A unos 1.000 kilómetros al noroeste de Bamako, capital de Malí, Tombuctú ha sido puesta por la UNESCO en la lista de bienes culturales en peligro de desaparecer. Pronto, la “hazaña” cometida en Afganistán hace doce años (2001) por parte de los miembros de Al Qaeda, que destruyeron los monumentales Budas de Bamiyán, se repetirá en suelo africano.

Tombuctú debió su florecimiento y fama al encontrarse en el cruce de caminos entre África Occidental y las tribus nómadas bereberes y árabes. Era el paso obligado de las caravanas que iban de norte a sur por la llamada “ruta transahariana”. Por allí pasaban los mercaderes de sal, de oro, de esclavos.

Pero la riqueza cultural de Tombuctú no se reduce a estas edificaciones, sino además posee una colección de manuscritos de la Edad Media, una gran parte de ellos anteriores a la aparición del Islam.

Se estaba llevando a cabo un proyecto ambicioso de microfilmar aquellos libros y catalogarlos, pero la presencia de los fanáticos islamistas ha interrumpido el trabajo. “No hay patrimonio mundial, eso no existe”, ha dicho uno de los yihadistas. “Esto es para nosotros, los musulmanes. Los infieles no deben meterse en nuestros asuntos”, para agregar que están decididos a destruir todas las edificaciones que consideren profanas “aunque los mausoleos estén en el interior de las mezquitas”.

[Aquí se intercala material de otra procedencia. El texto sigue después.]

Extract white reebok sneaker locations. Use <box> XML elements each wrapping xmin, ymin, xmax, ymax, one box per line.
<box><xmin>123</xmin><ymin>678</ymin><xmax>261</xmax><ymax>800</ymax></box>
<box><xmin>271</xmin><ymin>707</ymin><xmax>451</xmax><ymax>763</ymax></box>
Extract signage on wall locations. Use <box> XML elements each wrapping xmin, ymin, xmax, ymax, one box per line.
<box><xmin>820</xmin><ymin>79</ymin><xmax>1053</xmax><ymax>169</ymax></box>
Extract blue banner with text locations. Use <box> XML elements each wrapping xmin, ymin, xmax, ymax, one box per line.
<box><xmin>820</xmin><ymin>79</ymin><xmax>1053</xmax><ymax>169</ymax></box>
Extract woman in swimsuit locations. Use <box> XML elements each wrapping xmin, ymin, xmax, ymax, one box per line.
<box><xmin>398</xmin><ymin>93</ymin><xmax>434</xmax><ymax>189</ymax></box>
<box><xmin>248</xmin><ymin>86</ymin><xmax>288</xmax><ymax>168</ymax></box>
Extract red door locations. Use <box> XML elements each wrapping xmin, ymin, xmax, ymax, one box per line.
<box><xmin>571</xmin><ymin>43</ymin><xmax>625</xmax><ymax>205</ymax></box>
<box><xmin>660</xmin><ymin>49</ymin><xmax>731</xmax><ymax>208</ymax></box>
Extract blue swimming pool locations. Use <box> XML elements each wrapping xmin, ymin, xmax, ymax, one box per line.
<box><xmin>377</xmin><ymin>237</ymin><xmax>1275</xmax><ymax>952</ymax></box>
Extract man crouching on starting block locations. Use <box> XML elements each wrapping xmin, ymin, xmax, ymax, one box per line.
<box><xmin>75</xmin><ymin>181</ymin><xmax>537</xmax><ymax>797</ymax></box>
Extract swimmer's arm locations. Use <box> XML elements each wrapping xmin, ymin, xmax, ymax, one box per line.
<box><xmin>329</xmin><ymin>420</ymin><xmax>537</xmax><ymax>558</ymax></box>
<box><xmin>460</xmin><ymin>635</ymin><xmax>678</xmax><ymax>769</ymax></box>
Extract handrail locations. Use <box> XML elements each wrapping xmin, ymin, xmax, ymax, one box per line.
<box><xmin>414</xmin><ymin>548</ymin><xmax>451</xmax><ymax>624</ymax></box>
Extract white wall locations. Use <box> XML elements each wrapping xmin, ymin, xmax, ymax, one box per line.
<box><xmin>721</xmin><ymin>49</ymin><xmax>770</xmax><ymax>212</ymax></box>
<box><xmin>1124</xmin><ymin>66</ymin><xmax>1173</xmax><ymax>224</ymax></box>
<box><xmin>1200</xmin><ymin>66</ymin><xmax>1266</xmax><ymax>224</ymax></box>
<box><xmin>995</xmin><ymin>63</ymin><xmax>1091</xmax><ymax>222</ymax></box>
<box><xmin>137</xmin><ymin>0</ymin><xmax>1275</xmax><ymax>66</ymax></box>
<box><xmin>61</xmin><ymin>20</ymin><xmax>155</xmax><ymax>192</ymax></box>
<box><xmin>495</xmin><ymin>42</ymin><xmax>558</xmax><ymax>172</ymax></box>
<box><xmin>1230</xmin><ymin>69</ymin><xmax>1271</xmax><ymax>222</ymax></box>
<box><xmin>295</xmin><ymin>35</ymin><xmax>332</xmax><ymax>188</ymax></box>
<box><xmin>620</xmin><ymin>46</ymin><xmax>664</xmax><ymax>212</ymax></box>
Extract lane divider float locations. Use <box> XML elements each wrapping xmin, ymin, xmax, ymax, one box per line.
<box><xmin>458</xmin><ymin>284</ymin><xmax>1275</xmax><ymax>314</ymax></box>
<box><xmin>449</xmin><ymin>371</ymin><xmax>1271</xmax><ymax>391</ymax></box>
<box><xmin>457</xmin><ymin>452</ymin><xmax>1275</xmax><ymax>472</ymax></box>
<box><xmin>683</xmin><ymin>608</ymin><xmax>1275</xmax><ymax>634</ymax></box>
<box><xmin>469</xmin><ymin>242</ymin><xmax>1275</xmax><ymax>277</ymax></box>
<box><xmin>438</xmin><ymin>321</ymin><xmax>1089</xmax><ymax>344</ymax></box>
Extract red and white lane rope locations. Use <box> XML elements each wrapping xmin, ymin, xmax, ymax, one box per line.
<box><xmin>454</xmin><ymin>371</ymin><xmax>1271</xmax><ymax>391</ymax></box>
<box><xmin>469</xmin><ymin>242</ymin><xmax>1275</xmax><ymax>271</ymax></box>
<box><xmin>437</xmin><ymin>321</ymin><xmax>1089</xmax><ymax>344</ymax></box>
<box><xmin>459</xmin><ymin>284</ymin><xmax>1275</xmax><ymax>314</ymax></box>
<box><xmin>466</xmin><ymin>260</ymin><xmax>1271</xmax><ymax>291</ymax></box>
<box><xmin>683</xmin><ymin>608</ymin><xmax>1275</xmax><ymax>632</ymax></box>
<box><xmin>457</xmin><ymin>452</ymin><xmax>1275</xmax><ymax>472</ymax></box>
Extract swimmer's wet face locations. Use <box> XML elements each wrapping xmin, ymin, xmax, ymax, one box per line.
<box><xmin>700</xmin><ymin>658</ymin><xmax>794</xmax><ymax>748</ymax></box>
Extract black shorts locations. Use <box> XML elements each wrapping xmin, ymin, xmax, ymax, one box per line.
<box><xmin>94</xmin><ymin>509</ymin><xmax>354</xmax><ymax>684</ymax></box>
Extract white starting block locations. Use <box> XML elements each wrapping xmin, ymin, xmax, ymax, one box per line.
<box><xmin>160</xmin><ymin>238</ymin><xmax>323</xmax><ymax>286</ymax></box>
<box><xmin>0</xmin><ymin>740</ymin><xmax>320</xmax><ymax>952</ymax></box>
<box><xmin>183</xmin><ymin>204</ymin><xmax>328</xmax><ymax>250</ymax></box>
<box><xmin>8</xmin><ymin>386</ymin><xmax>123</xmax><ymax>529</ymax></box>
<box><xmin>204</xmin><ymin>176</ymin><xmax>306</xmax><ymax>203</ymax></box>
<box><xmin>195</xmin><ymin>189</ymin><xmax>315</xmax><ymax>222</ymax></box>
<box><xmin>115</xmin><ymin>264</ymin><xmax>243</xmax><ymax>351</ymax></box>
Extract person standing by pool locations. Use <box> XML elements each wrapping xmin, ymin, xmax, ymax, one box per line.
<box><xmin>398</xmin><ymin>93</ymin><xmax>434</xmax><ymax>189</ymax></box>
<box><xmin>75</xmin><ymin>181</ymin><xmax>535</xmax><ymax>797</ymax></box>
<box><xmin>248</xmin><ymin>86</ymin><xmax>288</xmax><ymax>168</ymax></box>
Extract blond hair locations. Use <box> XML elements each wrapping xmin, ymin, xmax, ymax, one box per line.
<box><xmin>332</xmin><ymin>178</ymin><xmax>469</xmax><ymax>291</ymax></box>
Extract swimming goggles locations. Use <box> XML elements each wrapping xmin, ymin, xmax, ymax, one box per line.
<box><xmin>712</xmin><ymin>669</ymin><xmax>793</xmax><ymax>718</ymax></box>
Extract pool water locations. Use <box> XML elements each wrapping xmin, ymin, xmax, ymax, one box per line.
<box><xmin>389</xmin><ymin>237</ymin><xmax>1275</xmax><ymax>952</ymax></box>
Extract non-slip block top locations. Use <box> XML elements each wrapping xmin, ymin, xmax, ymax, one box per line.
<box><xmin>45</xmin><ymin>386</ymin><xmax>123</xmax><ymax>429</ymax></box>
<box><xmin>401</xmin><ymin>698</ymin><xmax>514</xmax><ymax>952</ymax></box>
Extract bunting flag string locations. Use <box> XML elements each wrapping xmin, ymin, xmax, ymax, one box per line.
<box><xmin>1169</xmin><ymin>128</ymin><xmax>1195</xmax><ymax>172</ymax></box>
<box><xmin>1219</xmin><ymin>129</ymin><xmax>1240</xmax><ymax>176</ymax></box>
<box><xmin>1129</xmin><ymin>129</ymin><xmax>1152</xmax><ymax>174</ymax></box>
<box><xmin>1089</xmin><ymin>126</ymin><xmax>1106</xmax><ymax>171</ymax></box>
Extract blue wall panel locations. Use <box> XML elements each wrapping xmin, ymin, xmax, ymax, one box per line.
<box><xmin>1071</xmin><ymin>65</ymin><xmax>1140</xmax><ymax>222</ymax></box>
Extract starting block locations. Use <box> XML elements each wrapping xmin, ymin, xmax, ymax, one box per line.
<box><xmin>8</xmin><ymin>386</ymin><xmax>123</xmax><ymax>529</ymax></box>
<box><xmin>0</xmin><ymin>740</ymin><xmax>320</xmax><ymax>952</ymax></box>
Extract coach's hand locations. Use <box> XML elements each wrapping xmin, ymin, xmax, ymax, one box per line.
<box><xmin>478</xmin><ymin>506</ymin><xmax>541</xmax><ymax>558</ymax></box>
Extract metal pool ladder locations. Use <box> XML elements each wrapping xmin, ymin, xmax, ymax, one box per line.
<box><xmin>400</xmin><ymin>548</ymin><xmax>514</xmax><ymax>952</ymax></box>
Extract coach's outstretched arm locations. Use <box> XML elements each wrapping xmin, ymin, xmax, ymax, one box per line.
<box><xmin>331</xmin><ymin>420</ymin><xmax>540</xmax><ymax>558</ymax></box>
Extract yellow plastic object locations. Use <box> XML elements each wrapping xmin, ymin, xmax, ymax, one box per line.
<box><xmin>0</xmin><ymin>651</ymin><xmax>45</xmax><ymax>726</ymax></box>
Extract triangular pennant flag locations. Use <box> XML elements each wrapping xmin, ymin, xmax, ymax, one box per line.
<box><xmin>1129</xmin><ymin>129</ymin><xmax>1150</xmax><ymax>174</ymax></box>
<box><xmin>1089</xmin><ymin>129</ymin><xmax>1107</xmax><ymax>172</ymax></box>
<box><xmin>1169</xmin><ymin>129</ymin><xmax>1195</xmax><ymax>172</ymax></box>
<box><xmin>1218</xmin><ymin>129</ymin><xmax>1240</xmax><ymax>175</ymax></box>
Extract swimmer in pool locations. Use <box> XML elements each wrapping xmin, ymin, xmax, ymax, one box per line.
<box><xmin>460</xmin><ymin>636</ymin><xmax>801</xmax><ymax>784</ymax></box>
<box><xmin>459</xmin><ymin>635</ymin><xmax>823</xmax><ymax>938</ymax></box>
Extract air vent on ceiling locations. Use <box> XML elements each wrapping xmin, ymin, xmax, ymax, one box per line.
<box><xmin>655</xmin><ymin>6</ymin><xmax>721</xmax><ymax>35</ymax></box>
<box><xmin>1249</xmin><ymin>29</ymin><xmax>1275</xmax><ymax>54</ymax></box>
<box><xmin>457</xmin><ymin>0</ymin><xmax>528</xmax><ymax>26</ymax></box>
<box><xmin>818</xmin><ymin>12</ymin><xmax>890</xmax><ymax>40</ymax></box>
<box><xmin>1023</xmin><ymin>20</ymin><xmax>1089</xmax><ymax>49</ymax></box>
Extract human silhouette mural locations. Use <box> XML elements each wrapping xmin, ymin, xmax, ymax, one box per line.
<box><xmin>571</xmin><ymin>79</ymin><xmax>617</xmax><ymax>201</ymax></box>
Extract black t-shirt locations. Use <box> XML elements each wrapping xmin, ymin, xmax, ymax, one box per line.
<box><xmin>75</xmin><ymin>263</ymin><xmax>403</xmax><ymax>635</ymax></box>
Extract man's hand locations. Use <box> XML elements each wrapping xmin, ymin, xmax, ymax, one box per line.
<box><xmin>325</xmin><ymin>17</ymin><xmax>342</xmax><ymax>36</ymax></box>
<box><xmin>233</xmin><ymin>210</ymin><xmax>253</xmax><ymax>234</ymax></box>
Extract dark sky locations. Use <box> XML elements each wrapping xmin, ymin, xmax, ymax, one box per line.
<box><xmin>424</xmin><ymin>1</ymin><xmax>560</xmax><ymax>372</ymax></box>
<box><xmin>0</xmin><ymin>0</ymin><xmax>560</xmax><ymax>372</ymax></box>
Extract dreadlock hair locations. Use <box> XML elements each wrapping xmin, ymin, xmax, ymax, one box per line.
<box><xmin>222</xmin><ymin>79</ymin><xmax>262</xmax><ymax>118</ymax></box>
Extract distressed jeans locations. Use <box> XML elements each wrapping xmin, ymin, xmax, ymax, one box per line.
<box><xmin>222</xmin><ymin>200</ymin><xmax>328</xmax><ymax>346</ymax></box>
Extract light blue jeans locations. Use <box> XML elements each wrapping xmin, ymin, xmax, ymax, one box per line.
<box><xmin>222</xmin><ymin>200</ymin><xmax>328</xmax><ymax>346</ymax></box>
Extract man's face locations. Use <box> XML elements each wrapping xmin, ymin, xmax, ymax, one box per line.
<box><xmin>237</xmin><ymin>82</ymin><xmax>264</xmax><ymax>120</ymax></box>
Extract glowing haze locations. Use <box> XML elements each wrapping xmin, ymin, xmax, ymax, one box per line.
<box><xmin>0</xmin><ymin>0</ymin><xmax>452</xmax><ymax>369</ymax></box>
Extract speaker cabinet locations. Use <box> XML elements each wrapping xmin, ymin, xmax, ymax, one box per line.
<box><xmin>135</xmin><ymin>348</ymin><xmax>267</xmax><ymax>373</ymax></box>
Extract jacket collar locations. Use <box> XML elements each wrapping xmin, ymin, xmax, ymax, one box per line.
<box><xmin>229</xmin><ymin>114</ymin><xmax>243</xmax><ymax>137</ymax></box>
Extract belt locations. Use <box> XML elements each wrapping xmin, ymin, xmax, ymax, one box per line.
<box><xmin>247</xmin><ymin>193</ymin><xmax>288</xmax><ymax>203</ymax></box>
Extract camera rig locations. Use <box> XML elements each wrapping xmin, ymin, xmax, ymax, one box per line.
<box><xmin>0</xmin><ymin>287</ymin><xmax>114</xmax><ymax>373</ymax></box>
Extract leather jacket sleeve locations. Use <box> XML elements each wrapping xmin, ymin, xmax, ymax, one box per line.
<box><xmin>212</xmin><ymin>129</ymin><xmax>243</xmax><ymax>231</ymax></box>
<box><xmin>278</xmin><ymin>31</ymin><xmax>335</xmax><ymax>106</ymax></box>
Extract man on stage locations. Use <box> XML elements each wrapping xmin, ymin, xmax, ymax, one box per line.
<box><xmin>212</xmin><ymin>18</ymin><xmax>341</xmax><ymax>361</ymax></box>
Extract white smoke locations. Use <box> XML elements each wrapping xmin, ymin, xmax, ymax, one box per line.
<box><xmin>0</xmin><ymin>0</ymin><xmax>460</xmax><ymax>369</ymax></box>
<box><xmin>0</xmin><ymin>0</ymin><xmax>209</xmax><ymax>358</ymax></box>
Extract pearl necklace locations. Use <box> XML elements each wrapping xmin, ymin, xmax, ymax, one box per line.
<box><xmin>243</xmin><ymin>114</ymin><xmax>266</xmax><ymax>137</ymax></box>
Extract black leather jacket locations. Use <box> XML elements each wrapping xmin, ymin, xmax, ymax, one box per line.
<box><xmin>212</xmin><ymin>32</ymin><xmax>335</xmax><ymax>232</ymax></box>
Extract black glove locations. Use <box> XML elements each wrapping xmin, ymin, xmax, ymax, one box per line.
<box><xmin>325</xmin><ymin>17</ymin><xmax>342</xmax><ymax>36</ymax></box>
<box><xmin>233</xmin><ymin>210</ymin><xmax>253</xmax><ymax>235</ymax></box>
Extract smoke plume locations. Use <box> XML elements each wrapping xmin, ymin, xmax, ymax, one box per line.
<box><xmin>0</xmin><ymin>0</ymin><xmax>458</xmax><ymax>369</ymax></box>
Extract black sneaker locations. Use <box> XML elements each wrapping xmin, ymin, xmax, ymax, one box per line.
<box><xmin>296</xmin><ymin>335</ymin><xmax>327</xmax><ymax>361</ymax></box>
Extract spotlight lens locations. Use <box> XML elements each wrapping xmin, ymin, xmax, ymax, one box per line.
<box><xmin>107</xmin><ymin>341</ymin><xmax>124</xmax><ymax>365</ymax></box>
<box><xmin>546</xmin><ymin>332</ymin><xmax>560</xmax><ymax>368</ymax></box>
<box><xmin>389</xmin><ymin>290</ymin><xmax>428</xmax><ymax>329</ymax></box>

No solo el fanatismo se ha cebado con las obras de arquitectura, también con la música. En Malí está prohibida la música cualquiera sea su forma de expresión: un instrumento musical, la voz humana, ni siquiera el tono de llamada de un teléfono móvil. Si esto sucede, el aparato es confiscado.

El Festival del Desierto, que reunía a músicos y público de todo el mundo para escuchar a los tuaregs, por este motivo se ha convertido en el Festival del Desierto en el Exilio, en Burkina Faso, al sur de Malí. Allí irán sus cantantes Alí Farka Touré, Khaira Arby, Rokia Traoré (la pueden escuchar en Spotify); la casa de esta última acaba de ser asaltada por los yihadistas que destruyeron todos los instrumentos musicales que allí encontraron. El periódico norteamericano “The Washington Post” entrevistó por teléfono a un líder guerrillero quien dijo: “La música es contraria al Islam. En vez de cantar, ¿por qué no leen el Corán? No estamos únicamente en contra de los músicos de Malí, estamos en una guerra contra todos los músicos del mundo”. Qué lejos está de nosotros Malí y Tombuctú, pero también qué cerca, porque por allí pasa el camino de la intolerancia que transitan todos los que creen que sus ideas son mejores que las de su vecino y por eso lo insultan y lo desprecian. O lo matan.